Selat Malaka adalah pemain kunci dalam jaringan dinamis perdagangan maritim dan pertukaran budaya yang membentang dari Timur sampai Barat. Sebagai tempat tumbuh dan berkembangnya Negara Maritim Islam dalam kurun waktu yang lama, dengan beberapa pelabuhan internasionalnya yang berada di gerbang Selat Malaka, Aceh telah menerima banyak limpahan kebudayaan, termasuk dari pusat-pusat Islam. Berangkat dari itu semua, tentunya Aceh memiliki peti penyimpanan (𝘬𝘩𝘢𝘻𝘢𝘯𝘢𝘩) seni Islam yang kaya. Oleh karenanya penting bagi kita (generasi Aceh) membuka dan mengenali hartanya, kemudian menyusun, merapikan, dan mengaplikasikannya kembali menyesuaikan kemajuan zaman.

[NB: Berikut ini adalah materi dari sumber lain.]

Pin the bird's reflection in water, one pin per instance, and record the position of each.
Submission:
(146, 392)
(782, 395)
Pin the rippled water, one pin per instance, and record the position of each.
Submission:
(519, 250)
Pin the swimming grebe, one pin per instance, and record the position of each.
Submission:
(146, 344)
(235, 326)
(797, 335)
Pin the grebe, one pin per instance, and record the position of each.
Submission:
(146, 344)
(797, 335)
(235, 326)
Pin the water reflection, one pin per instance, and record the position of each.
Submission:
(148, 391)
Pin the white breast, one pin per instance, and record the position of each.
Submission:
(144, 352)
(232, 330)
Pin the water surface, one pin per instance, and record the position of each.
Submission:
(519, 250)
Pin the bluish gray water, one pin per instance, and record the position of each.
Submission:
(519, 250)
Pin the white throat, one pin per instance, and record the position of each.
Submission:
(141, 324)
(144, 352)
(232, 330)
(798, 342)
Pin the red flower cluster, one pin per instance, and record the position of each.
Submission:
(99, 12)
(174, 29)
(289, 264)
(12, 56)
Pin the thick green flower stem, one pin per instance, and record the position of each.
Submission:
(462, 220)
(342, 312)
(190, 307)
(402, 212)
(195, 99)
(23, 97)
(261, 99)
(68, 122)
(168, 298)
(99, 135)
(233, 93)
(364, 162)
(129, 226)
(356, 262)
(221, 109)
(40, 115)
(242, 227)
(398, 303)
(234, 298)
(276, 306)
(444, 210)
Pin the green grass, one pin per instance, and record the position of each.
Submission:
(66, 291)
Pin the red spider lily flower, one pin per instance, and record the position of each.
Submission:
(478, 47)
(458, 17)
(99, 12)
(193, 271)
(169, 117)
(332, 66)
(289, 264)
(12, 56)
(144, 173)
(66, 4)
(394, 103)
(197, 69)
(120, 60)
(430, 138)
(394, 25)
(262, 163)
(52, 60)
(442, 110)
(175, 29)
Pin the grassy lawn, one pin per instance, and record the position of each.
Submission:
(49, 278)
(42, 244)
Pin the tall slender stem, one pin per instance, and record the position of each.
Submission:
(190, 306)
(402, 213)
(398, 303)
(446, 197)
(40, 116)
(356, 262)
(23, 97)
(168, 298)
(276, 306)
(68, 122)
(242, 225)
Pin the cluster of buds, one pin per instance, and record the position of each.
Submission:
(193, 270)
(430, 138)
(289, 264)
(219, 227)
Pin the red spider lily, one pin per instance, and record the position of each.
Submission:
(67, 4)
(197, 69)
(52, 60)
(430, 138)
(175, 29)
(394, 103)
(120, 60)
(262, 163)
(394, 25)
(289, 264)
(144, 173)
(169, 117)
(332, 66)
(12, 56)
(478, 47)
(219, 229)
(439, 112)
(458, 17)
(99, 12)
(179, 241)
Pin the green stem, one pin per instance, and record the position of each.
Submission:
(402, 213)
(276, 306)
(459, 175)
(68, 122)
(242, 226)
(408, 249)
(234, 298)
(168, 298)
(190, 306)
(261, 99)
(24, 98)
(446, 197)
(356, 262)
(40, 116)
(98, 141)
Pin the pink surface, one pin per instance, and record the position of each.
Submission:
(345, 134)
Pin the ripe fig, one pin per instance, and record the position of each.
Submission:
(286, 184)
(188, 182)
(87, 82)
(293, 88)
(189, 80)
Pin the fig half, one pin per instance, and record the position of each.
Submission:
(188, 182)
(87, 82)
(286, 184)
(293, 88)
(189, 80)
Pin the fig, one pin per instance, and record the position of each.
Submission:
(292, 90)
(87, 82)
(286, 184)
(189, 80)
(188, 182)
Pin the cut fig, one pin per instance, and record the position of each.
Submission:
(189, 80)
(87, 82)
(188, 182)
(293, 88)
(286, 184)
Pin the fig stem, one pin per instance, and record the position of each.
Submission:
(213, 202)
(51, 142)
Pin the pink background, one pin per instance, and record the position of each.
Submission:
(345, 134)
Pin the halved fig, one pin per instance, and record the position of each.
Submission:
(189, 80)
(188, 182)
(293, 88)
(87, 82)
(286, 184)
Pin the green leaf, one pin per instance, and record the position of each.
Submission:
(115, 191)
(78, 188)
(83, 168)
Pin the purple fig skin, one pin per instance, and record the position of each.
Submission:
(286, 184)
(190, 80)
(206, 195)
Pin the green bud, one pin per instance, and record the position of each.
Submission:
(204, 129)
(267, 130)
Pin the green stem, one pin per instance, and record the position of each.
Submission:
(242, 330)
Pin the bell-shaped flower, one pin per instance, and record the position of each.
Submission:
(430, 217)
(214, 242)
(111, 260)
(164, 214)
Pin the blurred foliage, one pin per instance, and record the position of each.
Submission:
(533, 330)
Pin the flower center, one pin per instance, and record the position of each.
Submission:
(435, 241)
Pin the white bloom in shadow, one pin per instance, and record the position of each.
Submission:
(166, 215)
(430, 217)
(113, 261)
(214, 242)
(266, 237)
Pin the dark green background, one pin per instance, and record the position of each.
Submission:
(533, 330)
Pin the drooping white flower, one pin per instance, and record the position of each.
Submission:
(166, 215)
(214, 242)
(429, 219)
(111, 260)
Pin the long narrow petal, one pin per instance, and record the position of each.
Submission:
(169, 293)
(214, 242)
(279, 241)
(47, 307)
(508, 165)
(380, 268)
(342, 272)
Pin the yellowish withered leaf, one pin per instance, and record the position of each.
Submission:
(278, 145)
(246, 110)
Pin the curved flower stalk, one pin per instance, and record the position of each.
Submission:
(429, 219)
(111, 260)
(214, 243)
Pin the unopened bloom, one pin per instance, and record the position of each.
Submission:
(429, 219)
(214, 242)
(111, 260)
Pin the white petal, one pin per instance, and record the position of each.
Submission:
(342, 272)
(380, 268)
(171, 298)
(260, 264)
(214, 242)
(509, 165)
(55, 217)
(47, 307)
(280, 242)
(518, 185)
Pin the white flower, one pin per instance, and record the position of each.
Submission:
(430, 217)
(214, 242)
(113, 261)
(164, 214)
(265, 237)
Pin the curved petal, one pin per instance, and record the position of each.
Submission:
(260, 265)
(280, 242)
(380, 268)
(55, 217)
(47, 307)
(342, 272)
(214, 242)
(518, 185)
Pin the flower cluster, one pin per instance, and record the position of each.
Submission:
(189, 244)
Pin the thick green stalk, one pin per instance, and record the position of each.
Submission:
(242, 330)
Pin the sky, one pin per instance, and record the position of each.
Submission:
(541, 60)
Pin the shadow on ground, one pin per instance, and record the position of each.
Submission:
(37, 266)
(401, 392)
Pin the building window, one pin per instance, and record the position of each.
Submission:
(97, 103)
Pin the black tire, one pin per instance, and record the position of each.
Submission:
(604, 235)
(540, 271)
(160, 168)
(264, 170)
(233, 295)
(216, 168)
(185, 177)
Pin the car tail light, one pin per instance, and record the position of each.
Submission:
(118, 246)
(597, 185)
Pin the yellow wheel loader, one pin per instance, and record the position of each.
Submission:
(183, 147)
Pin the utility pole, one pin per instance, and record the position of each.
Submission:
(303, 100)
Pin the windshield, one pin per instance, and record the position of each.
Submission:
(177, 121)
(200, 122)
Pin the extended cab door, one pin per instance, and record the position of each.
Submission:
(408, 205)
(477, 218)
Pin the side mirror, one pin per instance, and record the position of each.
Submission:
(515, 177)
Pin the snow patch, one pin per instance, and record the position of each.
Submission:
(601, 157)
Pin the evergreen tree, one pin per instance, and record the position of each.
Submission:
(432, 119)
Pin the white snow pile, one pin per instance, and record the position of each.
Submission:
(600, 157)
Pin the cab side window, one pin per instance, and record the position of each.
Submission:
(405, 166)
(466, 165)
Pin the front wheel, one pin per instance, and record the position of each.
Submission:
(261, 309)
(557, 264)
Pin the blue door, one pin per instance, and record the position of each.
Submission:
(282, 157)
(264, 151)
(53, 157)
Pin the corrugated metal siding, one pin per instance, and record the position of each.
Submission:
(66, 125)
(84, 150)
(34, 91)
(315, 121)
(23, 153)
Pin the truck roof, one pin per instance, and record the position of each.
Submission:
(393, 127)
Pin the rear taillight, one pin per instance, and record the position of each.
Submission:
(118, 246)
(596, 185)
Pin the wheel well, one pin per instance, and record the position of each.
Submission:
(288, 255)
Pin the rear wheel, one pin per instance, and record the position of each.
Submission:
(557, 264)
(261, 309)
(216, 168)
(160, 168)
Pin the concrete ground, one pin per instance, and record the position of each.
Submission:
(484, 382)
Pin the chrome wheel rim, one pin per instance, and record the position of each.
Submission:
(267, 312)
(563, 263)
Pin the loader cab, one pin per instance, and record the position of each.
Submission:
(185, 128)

Dalam Islam penghindaran gambar makhluk hidup (Anikonisme) sangat ditekankan. Meski tidak sepenuhnya ditinggalkan (karena perbedaan interpretasi), yang kebanyakan terjadi di wilayah bukan penutur Arab, seperti miniatur pada manuskrip dan keramik Persia, juga tradisi lainnya seperti miniatur 'Utsmani dan lukisan Mughal. Di Aceh, anikonisme terlihat jelas pada warisan seninya. Walaupun sebagian pemerhati seni mencurigai adanya penggunaan secara abstrak bagian anatomi hewan tertentu seperti sayap, tanduk, sisik, dan sebagainya untuk desain batu nisan; tapi tampaknya dimaksudkan untuk menambah estetika atau memasukkan nilai filosfis tersendiri, bukan dengan tujuan penggambaran hewan yang sesungguhnya. Baru sekitar akhir abad ke-19 atau awal abad ke-20, Teuku Teungoh memelopori miniatur Aceh yang terpengaruh oleh miniatur Persia atau 'Utsmani dengan menampilkan penggambaran manusia, hewan, dan juga citra Buraq-palsu tiruan Persia, yang asalnya adalah "Sphinx" mahluk mitologi pra-Islam; yang patungnya banyak dijumpai di Persia, Mesir, dan Yunani. Citra Buraq-palsu tersebut terus ditiru dengan berbagai variasi sebagai salah satu ornamen arsitektur tradisional di Aceh sampai kuartal ketiga abad ke-20.

Akar dari anikonisme Islam berasal larangan penyembahan berhala dan sebagian dari keyakinan bahwa penciptaan makhluk hidup adalah hak prerogatif Tuhan. Secara praktik, anikonisme dalam Islam tidak hanya berurusan dengan citra material saja, tetapi juga menyentuh representasi mental. Pada akhirnya ketiadaan citra mahluk hidup dalam Islam memiliki peran yang sangat positif. Seniman Muslim menjadi lebih terkonsentrasi pada motif ragam tumbuhan, geometris, dan kaligrafi Arab, yang kemudian kombinasi ketiganya dikenal menjadi fitur utama dalam seni Islam.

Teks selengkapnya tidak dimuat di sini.